The use of the aqueous extract of the root bark of Cryptolepis sangunolenta is popular in Ghana and other West and Central African communities 2 where it is used particularly as antimalarial, antidysentry and a febrifuge 2, 3.
The plant is rich in indole alkaloids which are lead compounds in the search for new antimalarial drugs. Principal amongst its alkaloids is cryptolepine (Figure 1) 2.
FIGURE 1: CRYPTOLEPINE; THE MAIN ALKALOID FROM THE AQUEOUS ROOT EXTRACT OF CRYPTOLEPIS SANGUINOLENTA.
Results from clinical studies provide scientific credence to the traditional use of the aqueous extract of the roots of Cryptolepis sanguinolenta as antimalarial medicine 4.
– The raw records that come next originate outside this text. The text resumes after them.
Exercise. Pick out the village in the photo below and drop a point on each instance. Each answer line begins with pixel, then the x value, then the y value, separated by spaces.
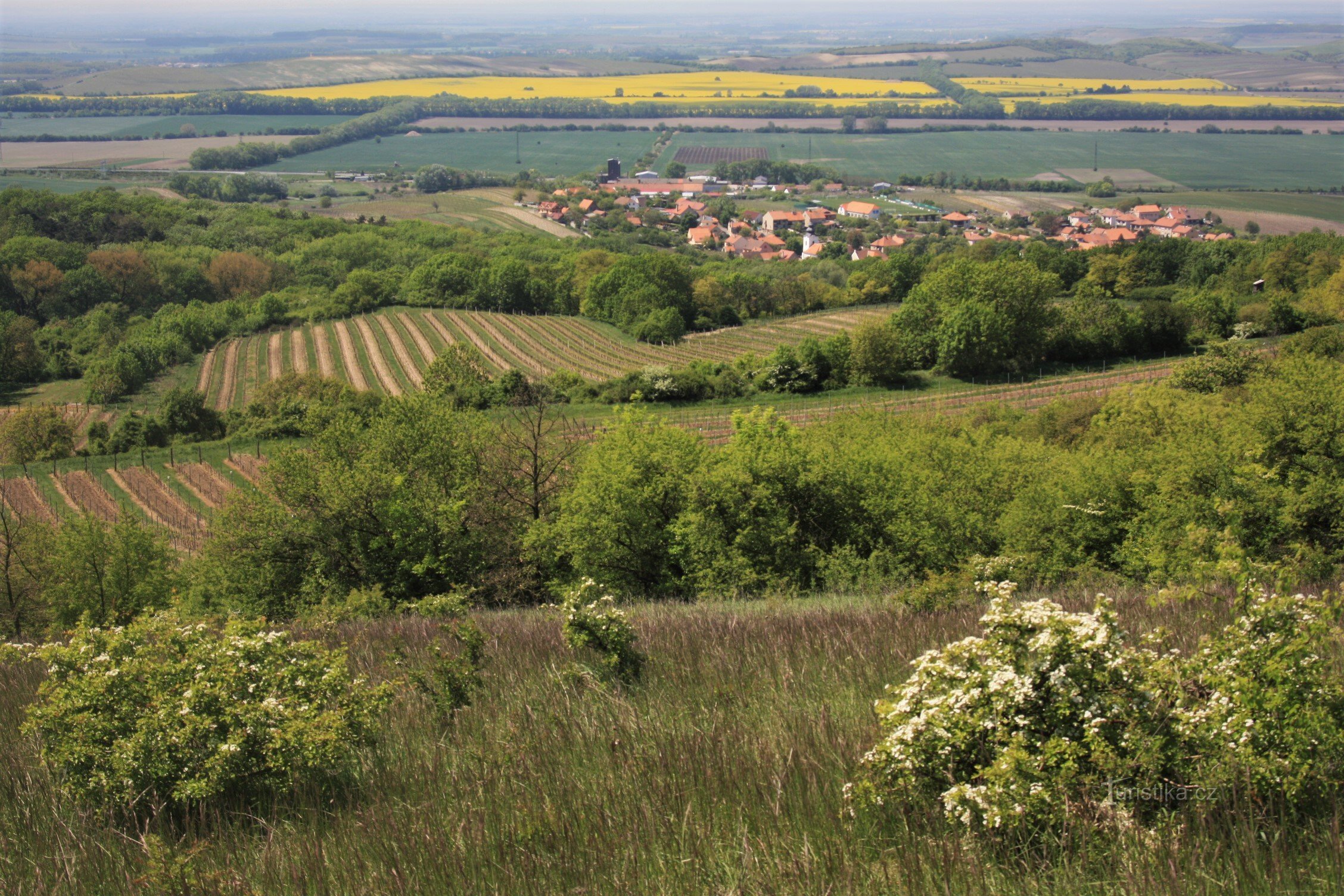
pixel 836 219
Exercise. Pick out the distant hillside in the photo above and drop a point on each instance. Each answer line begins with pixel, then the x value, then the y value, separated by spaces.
pixel 390 350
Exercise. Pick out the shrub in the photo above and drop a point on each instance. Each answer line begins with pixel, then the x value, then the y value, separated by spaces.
pixel 1262 707
pixel 35 433
pixel 1221 367
pixel 163 715
pixel 596 624
pixel 449 679
pixel 1050 720
pixel 1019 729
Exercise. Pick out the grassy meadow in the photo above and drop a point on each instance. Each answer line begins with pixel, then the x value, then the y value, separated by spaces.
pixel 721 773
pixel 1206 161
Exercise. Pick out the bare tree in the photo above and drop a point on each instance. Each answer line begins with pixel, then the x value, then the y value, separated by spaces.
pixel 536 448
pixel 22 547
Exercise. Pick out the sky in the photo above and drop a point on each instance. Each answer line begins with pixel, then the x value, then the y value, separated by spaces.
pixel 53 17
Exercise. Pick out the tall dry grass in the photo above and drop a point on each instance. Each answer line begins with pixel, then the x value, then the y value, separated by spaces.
pixel 721 774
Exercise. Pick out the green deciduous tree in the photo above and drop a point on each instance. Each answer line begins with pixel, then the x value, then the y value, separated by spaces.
pixel 616 523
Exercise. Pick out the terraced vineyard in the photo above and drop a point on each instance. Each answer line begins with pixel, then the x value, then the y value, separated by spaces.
pixel 172 491
pixel 176 491
pixel 389 351
pixel 80 417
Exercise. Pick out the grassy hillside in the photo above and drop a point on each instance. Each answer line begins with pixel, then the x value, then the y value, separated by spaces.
pixel 722 773
pixel 389 350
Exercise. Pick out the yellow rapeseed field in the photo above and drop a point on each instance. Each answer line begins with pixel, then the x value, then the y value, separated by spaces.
pixel 1027 86
pixel 691 86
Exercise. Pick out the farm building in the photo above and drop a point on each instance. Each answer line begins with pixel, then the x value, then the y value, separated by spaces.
pixel 860 210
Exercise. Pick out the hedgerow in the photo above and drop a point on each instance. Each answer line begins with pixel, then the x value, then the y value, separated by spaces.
pixel 164 715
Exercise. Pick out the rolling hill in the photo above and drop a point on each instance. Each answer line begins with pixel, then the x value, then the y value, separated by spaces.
pixel 387 351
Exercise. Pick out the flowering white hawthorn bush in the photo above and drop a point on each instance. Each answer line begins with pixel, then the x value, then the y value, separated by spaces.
pixel 593 621
pixel 1050 719
pixel 1264 704
pixel 161 714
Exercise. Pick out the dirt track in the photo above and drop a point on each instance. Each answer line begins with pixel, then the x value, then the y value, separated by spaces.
pixel 533 219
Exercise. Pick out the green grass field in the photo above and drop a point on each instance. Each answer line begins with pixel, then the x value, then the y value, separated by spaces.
pixel 1305 204
pixel 54 185
pixel 1209 161
pixel 562 152
pixel 150 125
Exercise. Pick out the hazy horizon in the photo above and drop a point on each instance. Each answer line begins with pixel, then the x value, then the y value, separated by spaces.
pixel 108 18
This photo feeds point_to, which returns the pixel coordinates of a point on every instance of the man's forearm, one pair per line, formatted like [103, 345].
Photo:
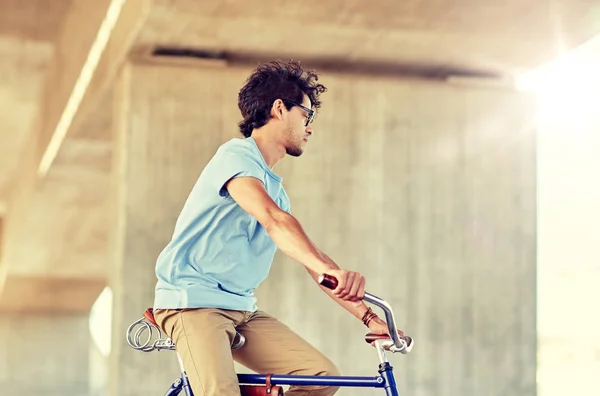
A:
[290, 238]
[356, 309]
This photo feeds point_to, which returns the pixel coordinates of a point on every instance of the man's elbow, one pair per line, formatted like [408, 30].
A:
[276, 219]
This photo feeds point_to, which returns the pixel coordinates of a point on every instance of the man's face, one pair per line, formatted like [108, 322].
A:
[297, 133]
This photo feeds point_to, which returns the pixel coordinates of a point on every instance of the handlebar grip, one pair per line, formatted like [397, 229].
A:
[328, 281]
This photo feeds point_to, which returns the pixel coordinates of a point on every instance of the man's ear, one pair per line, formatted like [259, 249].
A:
[277, 109]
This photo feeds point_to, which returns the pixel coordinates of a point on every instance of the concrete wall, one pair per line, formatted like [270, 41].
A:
[44, 355]
[427, 189]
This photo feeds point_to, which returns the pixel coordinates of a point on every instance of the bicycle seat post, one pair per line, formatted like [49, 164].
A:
[379, 345]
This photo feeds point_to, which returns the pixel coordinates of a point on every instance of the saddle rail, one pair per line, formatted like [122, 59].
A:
[153, 341]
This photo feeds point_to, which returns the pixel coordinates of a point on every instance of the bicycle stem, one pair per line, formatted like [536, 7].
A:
[402, 345]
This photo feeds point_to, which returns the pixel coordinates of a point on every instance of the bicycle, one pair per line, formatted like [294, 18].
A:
[382, 343]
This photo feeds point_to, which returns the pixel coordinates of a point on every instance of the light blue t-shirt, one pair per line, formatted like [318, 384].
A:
[219, 254]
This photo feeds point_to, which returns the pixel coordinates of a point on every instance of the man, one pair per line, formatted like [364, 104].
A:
[226, 236]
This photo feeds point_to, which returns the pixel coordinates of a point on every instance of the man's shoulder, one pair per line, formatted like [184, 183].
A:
[236, 146]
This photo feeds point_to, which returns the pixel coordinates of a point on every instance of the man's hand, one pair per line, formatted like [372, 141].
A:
[351, 285]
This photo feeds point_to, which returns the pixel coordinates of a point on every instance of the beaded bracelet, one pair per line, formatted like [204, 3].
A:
[368, 316]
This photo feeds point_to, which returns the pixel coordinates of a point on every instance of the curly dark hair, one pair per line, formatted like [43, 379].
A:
[271, 81]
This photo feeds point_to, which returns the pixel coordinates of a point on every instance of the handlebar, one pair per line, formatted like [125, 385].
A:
[402, 344]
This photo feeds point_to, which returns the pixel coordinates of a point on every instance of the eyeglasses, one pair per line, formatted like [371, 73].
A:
[310, 114]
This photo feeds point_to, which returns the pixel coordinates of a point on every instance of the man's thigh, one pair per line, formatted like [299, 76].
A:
[203, 339]
[272, 347]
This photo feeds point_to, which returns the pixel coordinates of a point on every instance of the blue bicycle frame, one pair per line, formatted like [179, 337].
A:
[385, 380]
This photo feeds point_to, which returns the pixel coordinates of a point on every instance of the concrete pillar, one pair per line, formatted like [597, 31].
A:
[170, 121]
[44, 355]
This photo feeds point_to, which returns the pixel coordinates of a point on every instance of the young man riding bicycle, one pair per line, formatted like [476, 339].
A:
[235, 218]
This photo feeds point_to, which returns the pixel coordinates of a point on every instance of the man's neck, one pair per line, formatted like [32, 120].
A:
[271, 149]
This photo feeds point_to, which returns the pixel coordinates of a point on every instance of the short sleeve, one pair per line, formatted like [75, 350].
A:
[232, 164]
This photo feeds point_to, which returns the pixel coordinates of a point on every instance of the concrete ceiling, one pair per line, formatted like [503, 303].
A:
[435, 36]
[43, 47]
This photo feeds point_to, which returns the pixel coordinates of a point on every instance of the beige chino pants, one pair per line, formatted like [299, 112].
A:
[203, 339]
Although the aqueous extract of Cryptolepis sanguinolenta is not known to be teratogenic, it is reported to cause mortalities and intrauterine growth inhibitions in mice 5. Presently, very little is known about surviving mice prenatally exposed to cryptolepis. Surviving mice may be morphologically and structurally identical to non-treated animals but may have functional deficiencies that may become apparent in adult life. Earlier research with cryptolepine showed that cryptolepine accumulates in tissues of the foetus particularly melanin containing tissues of the eye 6. Since pregnant women and children below the age of five are more vulnerable to malaria and subsequent recurrent malaria attacks, it is essential to ascertain the safety of potential antimalarials in these susceptible groups. In the present study, we report on the effect of prenatal exposure to cryptolepis on the post natal life of surviving mice.
MATERIALS AND METHODS:
Plant material: Dried Cryptolepis sanguinolenta roots were obtained and authenticated at the Centre for Scientific Research into Plant Medicine, Mampong-Akwapim, Ghana. At this research centre and herbal clinic, aqueous root extract of the plant is used for the management of malaria. The aqueous root extract was prepared in a similar manner to the method of preparation at the Centre. Briefly, dried cryptolepis roots (1 kg) was milled and extracted by boiling with 10 litres of distilled water for 30 minutes. The solution was filtered and the filtrate after cooling was freeze dried to obtain a yellowish-brown powder referred to subsequently as cryptolepis. The percentage yield was 9.3% w/w. The powder was stored at 4oC immediately prior to use. In this study, cryptolepis was freshly prepared in water and administered by gavage to the experimental animals.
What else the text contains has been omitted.